Ketika dia berbicara lagi, dilakukannya lambat-lambat dan berhati-hati,
seolah-olah dia menimbang setiap kata. 'Tampaknya Pangeran
Kegelapan belum menyadari hubungan antara dirimu dan dirinya sampai akhir-akhir
ini. Sampai sekarang tampaknya bahwa kau telah mengalami emosinya, dan berbagi
pikirannya, tanpa dia tahu. Namun, penglihatan yang kau dapatkan tak lama
sebelum Natal --' 'Tentang ular dan Mr Weasley?'
'Jangan sela aku, Potter,' kata Snape dengan suara berbahaya. 'Seperti yang
sedang kukatakan, penglihatan yang kau dapatkan tak lama sebelum Natal
menggambarkan serangan yang begitu kuat pada pikiran-pikiran Pangeran Kegelapan
--' 'Aku melihat ke dalam kepala ular itu, bukan dia!'
'Kupikir aku baru saja menyuruhmu untuk tidak menyelaku, Potter?'
Tetapi Harry tidak peduli kalau Snape marah; setidaknya dia tampaknya mulai
mencapai dasar masalah ini; dia telah maju di kursinya sehingga, tanpa sadar,
dia sedang bertengger di bagian paling tepi, tegang seolah-olah sedang bersiap
untuk lari. 'Bagaimana bisa aku melihat melalui mata ular
itu kalau pikiran Voldemort yang kumasuki?' 'Jangan
sebut nama Pangeran Kegelapan!' ludah Snape. Ada
keheningan tidak menyenangkan.
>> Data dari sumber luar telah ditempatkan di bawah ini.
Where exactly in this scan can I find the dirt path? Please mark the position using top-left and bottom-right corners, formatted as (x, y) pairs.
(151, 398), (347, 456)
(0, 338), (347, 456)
Mereka melotot kepada satu samal lain melewati
Pensieve. 'Profesor Dumbledore menyebut namanya,' kata
Harry pelan. 'Dumbledore adalah seorang penyihir yang
sangat kuat,' Snape bergumam. 'Walaupun beliau mungkin merasa cukup aman
untuk menggunakan nama itu ... kita-kita yang lain ...' Dia menggosok lengan
bawah kirinya, tampaknya dengan tidak sadar, di titik di mana Harry tahu Tanda
Kegelapan terbakar ke kulitnya. 'Aku hanya ingin tahu,'
Harry mulai lagi, memaksa suaranya kembali ke nada sopan, 'kenapa --'
'Kau sepertinya telah mengunjungi pikiran ular itu karena di sanalah Pangeran
Kegelapan berada pada saat tertentu itu,' geram Snape. 'Dia sedang merasuki ular
itu pada saat itu dan dengan begitu kau bermimpi kau ada di dalamnya juga.'
'Dan Vol -- dia -- sadar aku ada di sana?' 'Tampaknya
begitu,' kata Snape dengan dingin. 'Bagaimana Anda
tahu?' kata Harry mendesak. 'Apakah ini cuma dugaan Profesor Dumbledore, atau
--?' 'Kusuruh kau,' kata Snape, kaku di kursinya, matanya
menyipit,' untuk memanggilku "sir".' 'Ya, sir,'
kata Harry tidak sabaran, 'tapi bagaimana Anda tahu --?'
'Cukup bahwa kami tahu,' kata Snape menekan. 'Poin pentingnya adalah bahwa
Pangeran Kegelapan sekarang sadar bahwa kau mendapatkan akses kepada pikiran dan
perasaannya. Dia juga menarik kesimpulan bahwa proses itu mungkin sekali bekerja
berlawanan arah; yakni, dia sadar bahwa dia mungkin bisa memasuki pikiran dan
perasaanmu sebagai balasannya --' 'Dan dia mungkin mencoba
membuatku melakukan hal-hal?' tanya Harry. 'Sir?' dia menambahkan dengan
buru-buru. 'Mungkin,' kata Snape, terdengar dingin dan
tidak peduli. 'Yang membawa kita kembali ke Occlumency.'
Snape menarik keluar tongkatnya dari sebuah kantong di bagian dalam jubahnya dan
Harry tegang di kursinya, tetapi Snape hanya mengangkat tongkat itu ke
pelipisnya dan menempatkan ujungnya ke akar-akar berminyak rambutnya. Saat dia
melepaskannya, beberapa zat keperakan keluar, merentang dari pelipisnya seperti
benang halus yang tebal, yang putus ketika dia menarik tongkat itu menjauh dan
jatuh dengan anggun ke dalam Pensieve, di mana benda itu berputar putih
keperakan, bukan gas maupun cairan. Dua kali lagi, Snape mengangkat tongkatnya
ke pelipisnya dan menempatkan zat keperakan itu ke dalam baskom batu itu, lalu,
tanpa menawarkan penjelasan apapun tentang perilakunay, dia mengangkat Pensieve
itu dengan hati-hati, menyimpannya ke sebuah rak menyingkir dari hadapan mereka
dan kembali menghadapi Harry dengan tongkatnya dipegang siap sedia.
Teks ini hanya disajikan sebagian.